My Story

I was born with congenital heart defect (CHD) and diagnosed with Marfan syndrome (MFS), a genetic systemic connective tissue disorder when I was two and a half years old. I have lived through 15 surgeries to date, including two open heart surgeries at the age of 10 and 12 and continue navigating through a life with chronic illness.

My journey growing up with Marfan syndrome and visual impairment has very much guided the academic and practice focus I am working on/towards today. I always loved the written word and through sociology and other social sciences I found that I could analyze and express my biographical experiences of illness using scholarly and narrative techniques. In doing so, I have come closer to understanding what living with Marfan syndrome has meant for myself and my life. On the outset, I did not quite realize how demanding yet cathartic this would be for me. I’ve found that I am not alone in wanting to write about my experiences and have had this path illuminated for me by incredible mentors, scholars, activists and therapists.

In 2012, I graduated from Wilfrid Laurier University with a Masters of Sociology: Families, Health and Well-being. Since that time I’ve worked in health services research and academic practice studying how policies, programs and practices create the conditions in which people give and receive care. I also work closely with and mentor clinical staff on how to study and evaluate their practice. Through this work I’ve found myself embedded in a hospital network where I am also a patient, giving me unique (and sometimes difficult) insights into the complexity of navigating our health care system. I’ve also engaged in numerous patient advising and/or advocacy roles in non-profit, government and research.

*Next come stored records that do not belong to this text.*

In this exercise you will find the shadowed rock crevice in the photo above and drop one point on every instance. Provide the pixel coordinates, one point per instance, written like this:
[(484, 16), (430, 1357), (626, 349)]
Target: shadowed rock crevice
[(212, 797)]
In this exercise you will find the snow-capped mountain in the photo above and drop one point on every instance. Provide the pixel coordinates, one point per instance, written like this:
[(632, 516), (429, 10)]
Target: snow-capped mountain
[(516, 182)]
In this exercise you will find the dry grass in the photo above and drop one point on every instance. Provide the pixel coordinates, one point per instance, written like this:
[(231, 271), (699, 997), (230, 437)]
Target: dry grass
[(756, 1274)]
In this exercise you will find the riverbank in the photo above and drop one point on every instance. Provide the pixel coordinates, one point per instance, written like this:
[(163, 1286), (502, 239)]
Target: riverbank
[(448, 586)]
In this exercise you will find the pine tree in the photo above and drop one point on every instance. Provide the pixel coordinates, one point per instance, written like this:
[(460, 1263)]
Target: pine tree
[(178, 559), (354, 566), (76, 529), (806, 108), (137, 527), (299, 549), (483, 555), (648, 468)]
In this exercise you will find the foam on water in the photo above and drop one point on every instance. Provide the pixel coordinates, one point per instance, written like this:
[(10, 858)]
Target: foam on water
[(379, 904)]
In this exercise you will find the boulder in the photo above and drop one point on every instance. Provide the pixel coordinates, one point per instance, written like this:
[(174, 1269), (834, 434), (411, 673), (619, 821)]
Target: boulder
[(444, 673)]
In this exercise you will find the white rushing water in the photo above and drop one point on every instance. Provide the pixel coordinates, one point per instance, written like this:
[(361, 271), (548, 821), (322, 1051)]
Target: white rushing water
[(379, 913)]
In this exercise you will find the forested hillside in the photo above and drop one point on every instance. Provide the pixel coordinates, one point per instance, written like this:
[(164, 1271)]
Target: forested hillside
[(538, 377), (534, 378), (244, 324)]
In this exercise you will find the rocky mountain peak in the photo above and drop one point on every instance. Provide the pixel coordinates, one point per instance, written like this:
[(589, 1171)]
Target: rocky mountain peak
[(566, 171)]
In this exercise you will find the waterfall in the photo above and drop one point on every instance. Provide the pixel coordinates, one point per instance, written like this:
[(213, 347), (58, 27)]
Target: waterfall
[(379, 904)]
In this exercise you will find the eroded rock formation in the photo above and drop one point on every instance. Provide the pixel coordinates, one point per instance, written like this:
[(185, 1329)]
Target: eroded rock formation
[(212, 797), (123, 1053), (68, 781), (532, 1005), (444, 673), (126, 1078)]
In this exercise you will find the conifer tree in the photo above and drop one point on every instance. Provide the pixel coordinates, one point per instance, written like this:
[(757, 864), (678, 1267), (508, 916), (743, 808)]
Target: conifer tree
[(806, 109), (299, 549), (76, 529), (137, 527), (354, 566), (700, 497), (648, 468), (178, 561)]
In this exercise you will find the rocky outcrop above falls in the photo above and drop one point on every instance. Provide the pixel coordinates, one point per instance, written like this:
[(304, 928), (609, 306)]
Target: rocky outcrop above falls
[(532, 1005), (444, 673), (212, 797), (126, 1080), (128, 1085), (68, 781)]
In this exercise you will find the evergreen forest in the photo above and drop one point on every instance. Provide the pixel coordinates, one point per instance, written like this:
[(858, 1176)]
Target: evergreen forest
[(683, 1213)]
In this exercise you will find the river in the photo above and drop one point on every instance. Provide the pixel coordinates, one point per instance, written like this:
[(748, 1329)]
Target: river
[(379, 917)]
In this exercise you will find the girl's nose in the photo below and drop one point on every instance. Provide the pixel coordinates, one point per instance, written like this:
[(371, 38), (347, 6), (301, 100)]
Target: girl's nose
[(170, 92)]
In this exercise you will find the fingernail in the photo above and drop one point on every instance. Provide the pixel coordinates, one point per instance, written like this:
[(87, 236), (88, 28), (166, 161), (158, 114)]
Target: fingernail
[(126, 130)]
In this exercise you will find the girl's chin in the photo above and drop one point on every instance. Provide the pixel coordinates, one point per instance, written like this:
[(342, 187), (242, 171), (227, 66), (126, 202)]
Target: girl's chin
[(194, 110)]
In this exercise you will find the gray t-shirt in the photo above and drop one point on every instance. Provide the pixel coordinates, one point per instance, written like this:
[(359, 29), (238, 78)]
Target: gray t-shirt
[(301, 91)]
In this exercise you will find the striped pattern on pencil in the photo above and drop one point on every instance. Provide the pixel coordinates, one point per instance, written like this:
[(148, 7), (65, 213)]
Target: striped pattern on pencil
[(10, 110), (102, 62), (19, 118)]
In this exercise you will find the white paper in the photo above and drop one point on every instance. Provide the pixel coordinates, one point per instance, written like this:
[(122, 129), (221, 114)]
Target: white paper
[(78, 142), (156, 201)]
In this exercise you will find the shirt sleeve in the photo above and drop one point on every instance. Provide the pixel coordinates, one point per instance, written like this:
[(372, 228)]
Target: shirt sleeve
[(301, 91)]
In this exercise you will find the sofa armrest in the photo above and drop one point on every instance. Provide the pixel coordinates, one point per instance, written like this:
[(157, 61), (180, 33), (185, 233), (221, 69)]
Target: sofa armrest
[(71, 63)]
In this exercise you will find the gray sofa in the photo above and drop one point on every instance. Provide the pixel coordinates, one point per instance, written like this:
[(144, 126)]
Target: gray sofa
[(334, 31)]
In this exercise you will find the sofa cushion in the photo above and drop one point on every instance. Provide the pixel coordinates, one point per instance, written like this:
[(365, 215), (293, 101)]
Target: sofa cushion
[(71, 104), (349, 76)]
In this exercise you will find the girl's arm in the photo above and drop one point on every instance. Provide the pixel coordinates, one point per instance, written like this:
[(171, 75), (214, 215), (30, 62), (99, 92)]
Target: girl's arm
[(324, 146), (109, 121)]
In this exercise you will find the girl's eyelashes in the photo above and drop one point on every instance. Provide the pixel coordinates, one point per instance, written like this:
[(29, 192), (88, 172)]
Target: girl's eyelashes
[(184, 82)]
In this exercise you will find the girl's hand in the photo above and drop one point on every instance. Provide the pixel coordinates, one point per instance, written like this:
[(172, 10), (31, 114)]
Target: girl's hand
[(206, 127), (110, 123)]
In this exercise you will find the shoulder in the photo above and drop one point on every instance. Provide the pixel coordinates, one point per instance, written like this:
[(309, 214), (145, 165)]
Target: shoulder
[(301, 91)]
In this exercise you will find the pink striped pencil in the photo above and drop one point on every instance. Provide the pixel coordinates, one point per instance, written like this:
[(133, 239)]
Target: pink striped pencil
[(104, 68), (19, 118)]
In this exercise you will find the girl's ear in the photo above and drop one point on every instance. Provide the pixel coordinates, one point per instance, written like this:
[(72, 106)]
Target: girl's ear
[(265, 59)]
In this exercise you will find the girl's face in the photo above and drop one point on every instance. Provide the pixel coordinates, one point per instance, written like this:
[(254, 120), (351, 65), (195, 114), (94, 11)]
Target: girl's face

I decided to return to graduate school in 2016 for my Masters in Social Work at the University of Toronto after a delayed start due to health issues. This degree felt like it was a long time coming and I once again found my mind and heart expanding in different, though complementary ways to my previous degree.

My earnest desire to work more closely with individuals, families and communities touched by illness has led me here.

Through my social work training I gained valuable therapeutic skills in hospital and community settings working alongside clients through illness, transitions, end of life, grief, trauma, relationship strain, isolation, system navigation and much more. As a social worker, I bear witness to the incredible strengths and resiliency of the human spirit from a different position. I feel privileged to hold space for those wading through moments of uncertainty, shame, sadness, anxiety, fear, anger, self doubt but also laughter, relief, expression, vulnerability, triumph and re-connection.

I turned to Reiki, a Japanese technique for stress reduction and relaxation that also promotes healing, during a health crisis in 2016. Since that time I completed my level I and II reiki training and am currently working towards my Master Practitioner certification with the Canadian Reiki Association. I’ve found reiki to a be a beautiful complement in my own healing journey and an important spiritual practice in my life.

I continue to work towards unraveling how to live well with chronic illness, exploring what it means to heal and how we might learn to find peace – body, mind and spirit – wherever we are on this path.